As of 4:45-ish Monday afternoon, including Page, that count was up to 17 Buffs. Sorry. Former Buffs. Per 247Sports.com’s tracker, 31 ex-CU players have hit the portal since it opened again April 15.

And yes, it happens everywhere. And yes, Coach Prime told us two weeks ago exactly what was coming. What he’s doing with the Buffs roster, one that limped to a 1-11 record last fall, isn’t remotely evil. But after roughly 35 departures in less than two weeks, some of which allegedly happened against the will of the departees, it’s still fair to ask: Is it necessary?

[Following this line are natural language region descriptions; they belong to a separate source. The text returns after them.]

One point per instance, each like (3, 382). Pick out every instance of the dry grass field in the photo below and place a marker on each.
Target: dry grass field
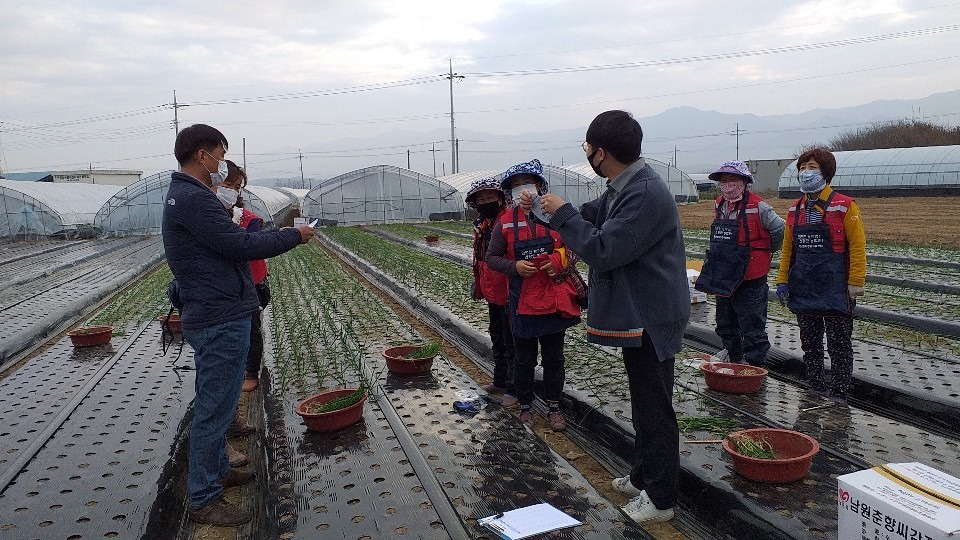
(916, 221)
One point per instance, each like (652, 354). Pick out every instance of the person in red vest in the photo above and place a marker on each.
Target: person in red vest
(230, 194)
(823, 269)
(541, 308)
(743, 237)
(486, 197)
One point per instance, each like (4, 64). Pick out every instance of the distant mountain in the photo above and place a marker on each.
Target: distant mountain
(699, 139)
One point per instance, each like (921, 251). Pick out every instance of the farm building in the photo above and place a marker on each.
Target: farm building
(138, 208)
(919, 171)
(117, 177)
(41, 209)
(683, 187)
(382, 194)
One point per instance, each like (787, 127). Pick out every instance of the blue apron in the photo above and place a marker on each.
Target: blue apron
(818, 275)
(726, 261)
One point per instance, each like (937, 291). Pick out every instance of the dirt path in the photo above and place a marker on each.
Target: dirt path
(916, 221)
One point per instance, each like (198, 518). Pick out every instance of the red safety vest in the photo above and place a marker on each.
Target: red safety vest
(539, 294)
(258, 267)
(760, 254)
(833, 218)
(491, 285)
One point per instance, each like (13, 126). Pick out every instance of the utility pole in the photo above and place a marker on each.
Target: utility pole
(302, 181)
(176, 119)
(450, 75)
(738, 140)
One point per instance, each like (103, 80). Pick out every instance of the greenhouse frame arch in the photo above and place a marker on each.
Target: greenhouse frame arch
(917, 171)
(382, 194)
(138, 208)
(33, 210)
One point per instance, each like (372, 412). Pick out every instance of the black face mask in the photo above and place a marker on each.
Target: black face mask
(596, 168)
(489, 210)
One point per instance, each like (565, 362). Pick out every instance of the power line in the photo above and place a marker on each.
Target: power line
(721, 56)
(317, 93)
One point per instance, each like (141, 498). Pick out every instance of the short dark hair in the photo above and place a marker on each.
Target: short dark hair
(618, 133)
(824, 157)
(197, 137)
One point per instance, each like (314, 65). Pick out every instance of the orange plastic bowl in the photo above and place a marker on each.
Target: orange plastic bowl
(793, 453)
(733, 383)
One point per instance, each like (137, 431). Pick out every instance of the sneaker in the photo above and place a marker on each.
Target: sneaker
(237, 478)
(625, 486)
(250, 383)
(493, 389)
(240, 427)
(642, 510)
(236, 458)
(220, 513)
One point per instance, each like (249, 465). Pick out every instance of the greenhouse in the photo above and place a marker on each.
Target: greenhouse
(138, 208)
(296, 195)
(275, 207)
(683, 187)
(31, 210)
(570, 185)
(382, 194)
(925, 170)
(135, 209)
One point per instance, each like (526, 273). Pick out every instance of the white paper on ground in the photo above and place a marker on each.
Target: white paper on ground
(528, 521)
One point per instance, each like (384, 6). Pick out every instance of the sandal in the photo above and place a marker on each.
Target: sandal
(557, 423)
(250, 383)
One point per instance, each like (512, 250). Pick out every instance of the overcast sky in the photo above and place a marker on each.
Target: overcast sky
(92, 83)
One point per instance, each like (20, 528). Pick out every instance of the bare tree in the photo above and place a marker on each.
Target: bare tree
(896, 134)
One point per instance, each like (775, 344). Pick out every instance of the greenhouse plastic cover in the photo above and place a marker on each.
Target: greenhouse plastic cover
(274, 201)
(889, 167)
(382, 194)
(296, 195)
(682, 186)
(70, 204)
(567, 183)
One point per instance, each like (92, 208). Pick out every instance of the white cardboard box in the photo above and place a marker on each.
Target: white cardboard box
(905, 501)
(696, 296)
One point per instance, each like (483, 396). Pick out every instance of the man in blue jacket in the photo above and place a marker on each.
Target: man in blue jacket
(208, 253)
(639, 297)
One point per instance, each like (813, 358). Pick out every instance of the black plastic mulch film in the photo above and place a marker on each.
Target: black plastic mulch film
(360, 483)
(104, 473)
(852, 439)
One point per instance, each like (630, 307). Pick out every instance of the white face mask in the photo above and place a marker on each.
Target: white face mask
(518, 190)
(811, 181)
(227, 196)
(219, 177)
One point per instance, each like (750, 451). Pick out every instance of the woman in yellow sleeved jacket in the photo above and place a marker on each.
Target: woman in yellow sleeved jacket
(822, 270)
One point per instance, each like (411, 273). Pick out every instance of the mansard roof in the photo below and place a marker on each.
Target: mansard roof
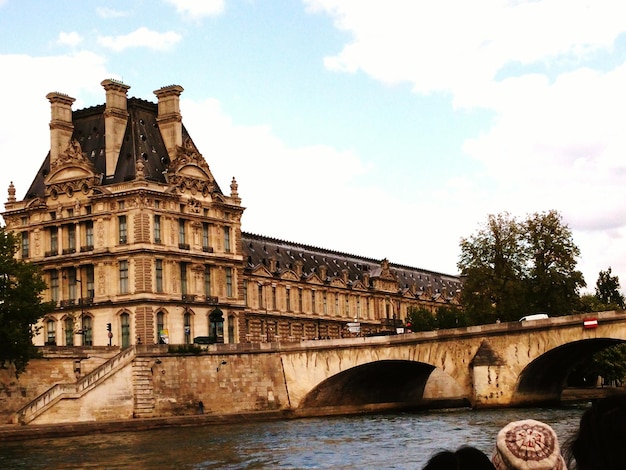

“We don’t weed anyone out,” Sanders said earlier this month. “They weed themselves out. We don’t make them quit. They quit or they — I don’t want to say quit. They jump in the transfer portal. You call it what you want, OK? (You leave the program) before a national televised game, before a sellout crowd? So you call it what you want.”

John Tyson would call it something, all right. But it’s not something we can print.

“My thoughts on Deion wouldn’t be good, so I’m not going to say anything,” the elder Tyson, father of former freshman Buffs wideout Jordyn Tyson, another Monday portal entry, told me by phone.

“It’s a bad situation for us as a family, I will say that. And it’s unfortunate, but it’s the nature of the system.”

Look, college football coaches, apex predators on the control-freak food chain, have been running guys off for a century. The difference in 2023 is the ruthless speed and efficiency at which said guys can be shuttled in and out. USC and new coach Lincoln Riley pretty much wrote the book on roster quick-fixes last year, riding transfers — including ex-CU starters Brenden Rice and Mehki Blackmon — to an 11-3 record, an improvement of seven wins from 2021.

If that’s the game plan for Coach Prime, so be it. But if you’re going to treat your kids like NFL waiver claims, and if you’re committed to running your program like it’s a season of “Hard Knocks,” then the end product had better be worth the human collateral.

“Again, that’s what (Sanders) said he was going to do,” the elder Tyson continued.

“I pray for those kids that they’re bringing in and the kids that decided to stay at Colorado. I pray to God they turn it around for them. This business of college football at the Power 5 level, it isn’t an easy game. If it was, all the Power 5 coaches would be successful — there wouldn’t be 1-11 or 2-10 (teams).

“Some great people (at CU) got fired last year. And some kids got some really (hard) life lessons shown to them last year.”

Roster turnover is inevitable during a regime change, but when Tyson’s part of that turnover, eyebrows go up. The freshman receiver was still viewed as something of a project, sure. But he was a project who also averaged 21.4 yards per catch and 52 yards from scrimmage per game and accounted for four of CU’s 10 passing touchdowns last fall. In his final three appearances for the Buffs, he notched 13 receptions for 344 yards and two scores, including 137 against Oregon on just five catches.

“I think he’s going to do great things wherever he lands,” Tyson’s father said. “I always thought (CU) was a beautiful place and he loved it there and we’ll leave that taste in our mouths.”

For Page, though, that flavor is tinged with understandable bitterness. He’s a local kid who was wronged by ex-Nebraska coach Scott Frost two years ago, only to come home and find himself right back where he started. In the margins.

“Just know,” the elder Tyson stressed, “that it was an ugly situation.”

John wouldn’t say whether the portal was Jordyn’s idea, or the coaching staff’s. You can read between the lines on that one.

As Tyson said, it’s the cost of doing business. But when you sell your soul, you don’t get to keep the receipt.